Luther faced this problem as did Paul before him. Luther points to Paul’s answer in 1 Cor 4:3-4, where Paul, in conflict with his opponents, writes: “It is a very small thing that I should be judged by you or by any human court. I do not even judge myself, but I am not thereby acquitted. It is the Lord who judges me.”
That means that it is the Lord who says what is and what isn’t.
This goes even for “faith” and “believing.” It is God’s doing. The best example of this is infant Baptism. That tells us what it is like. God is the one who makes it happen. The tiny baby doesn’t believe, doesn’t know what’s happening, but the child is saved and given faith and eternal life. As Isaiah 61:10 says: “He has clothed me with the garments of salvation, he has covered me with the robe of righteousness.”
This goes for adult Baptism, too.
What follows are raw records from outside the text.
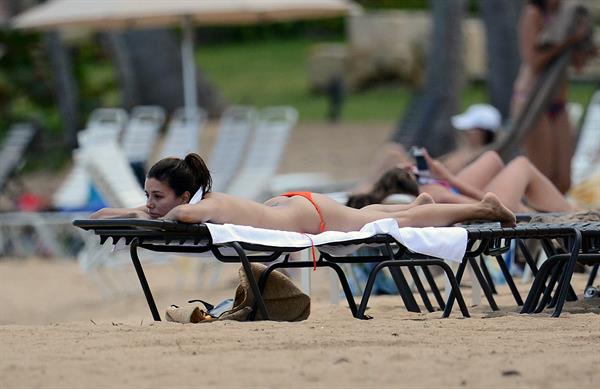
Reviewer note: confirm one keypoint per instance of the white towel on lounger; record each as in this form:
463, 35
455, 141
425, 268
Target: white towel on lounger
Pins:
441, 242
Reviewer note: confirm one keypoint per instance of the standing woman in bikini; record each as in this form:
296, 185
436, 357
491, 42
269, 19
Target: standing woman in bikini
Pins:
172, 183
549, 144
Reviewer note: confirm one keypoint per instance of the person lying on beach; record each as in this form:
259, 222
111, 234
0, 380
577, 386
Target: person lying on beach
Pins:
519, 185
172, 183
Adult Baptism is simply delayed infant Baptism. Baptism is the means by which the Lord reaches down and saves us from the abyss, saves us from the jaws of the evil one. God does it.
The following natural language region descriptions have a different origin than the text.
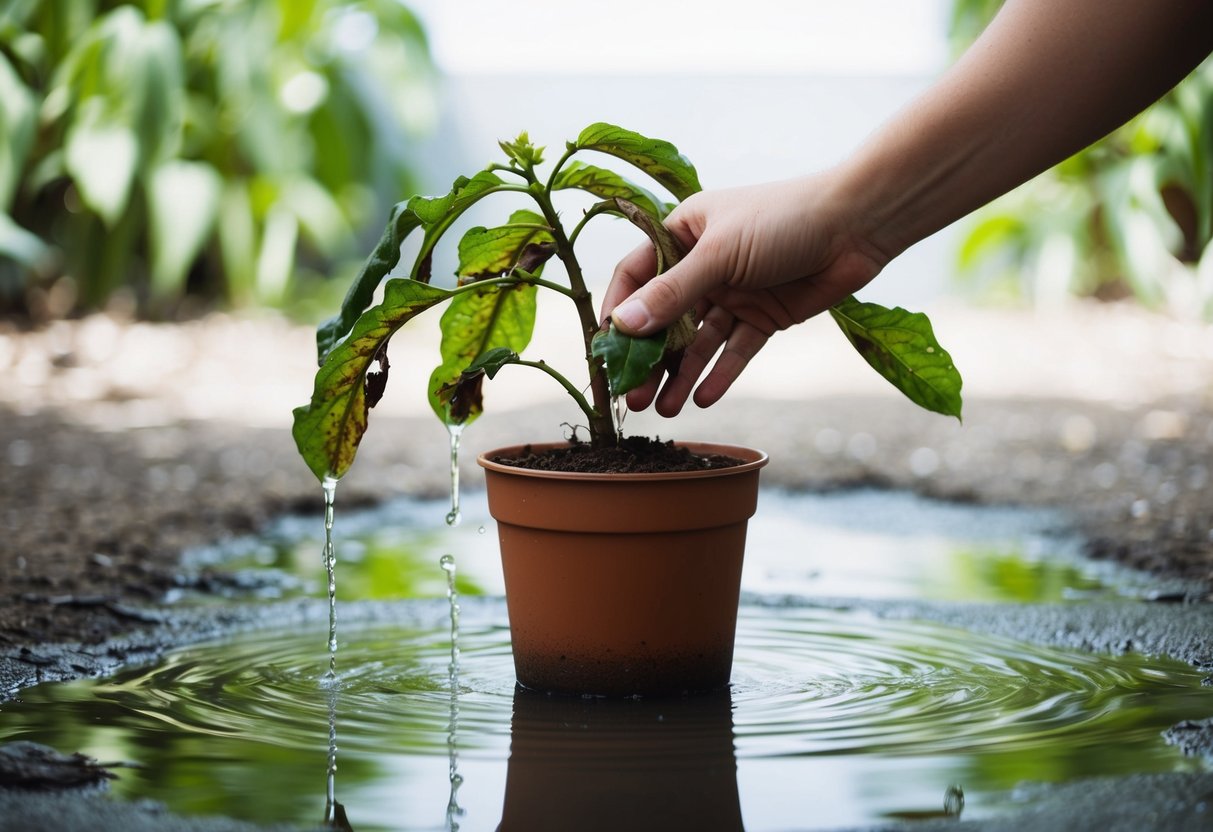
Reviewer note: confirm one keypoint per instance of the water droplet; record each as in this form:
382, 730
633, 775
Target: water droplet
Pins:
329, 485
954, 801
453, 808
619, 404
454, 516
Finally, we have to watch out for those who say: “We can’t accept the gift of faith, but we can reject it.” That of course is to play another game, a word game that really means if we don’t explicitly reject it, then we have implicitly accepted it. But sorting out what “faith” is and isn’t is not that kind of word game either.
What it is about is that everything depends on the promise of the Lord. There’s a new word going around; it’s “uhopia,” instead of utopia. You hope it happens, you hope it works, you hope, you hope, you hope, but who knows? It’s all kind of iffy.
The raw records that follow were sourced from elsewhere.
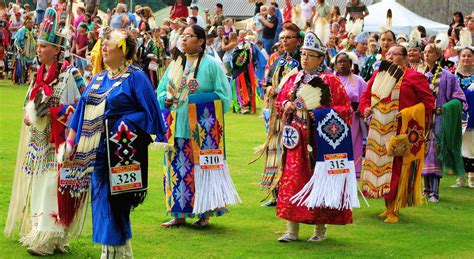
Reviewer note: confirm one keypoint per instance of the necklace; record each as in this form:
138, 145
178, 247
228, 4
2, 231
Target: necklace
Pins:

We remember, of course, what is different about the Lord’s promises. The Lord’s promises are not like our promises. They are not iffy, not conditional. They are not dependent on feelings, experiences, decisions. His promises are sure, and what he says he does. Therefore, when he says to us: “I make you my own,” that happens.
Well, we say: “I don’t understand this!” Of course not. But this is where we have certainty. The certainty, the clarity is that God does it, and he does it this way, his way. As I Thessalonians 5:24 states: “He who calls you is faithful, and he will do it.” To be sure, it doesn’t depend on us, our decisions, our feelings, our experiences. Thank God.
What about other people then? That’s his problem. When we take on his problem as our problem, then we’re playing God.
Finally, there is only one point. Faith comes by hearing, and hearing comes by the preaching of Christ, as it says in Romans 10:17. How does it happen? It happens by the hearing of the preaching of Christ.
Since that’s the way it happens, there is only one thing left to think about and that is: “How do we get the word out?”
We call it mission. How do we get the word out because otherwise people haven’t heard? We don’t know what happens to people who haven’t heard, but think of the amazing message – the clear, certain message about being saved in Jesus Christ. Amen
[Good Christian friends, rejoice With heart and soul and voice;
Now ye need not fear the grave; Jesus Christ was born to save!
Calls you one and calls you all To gain his everlasting hall.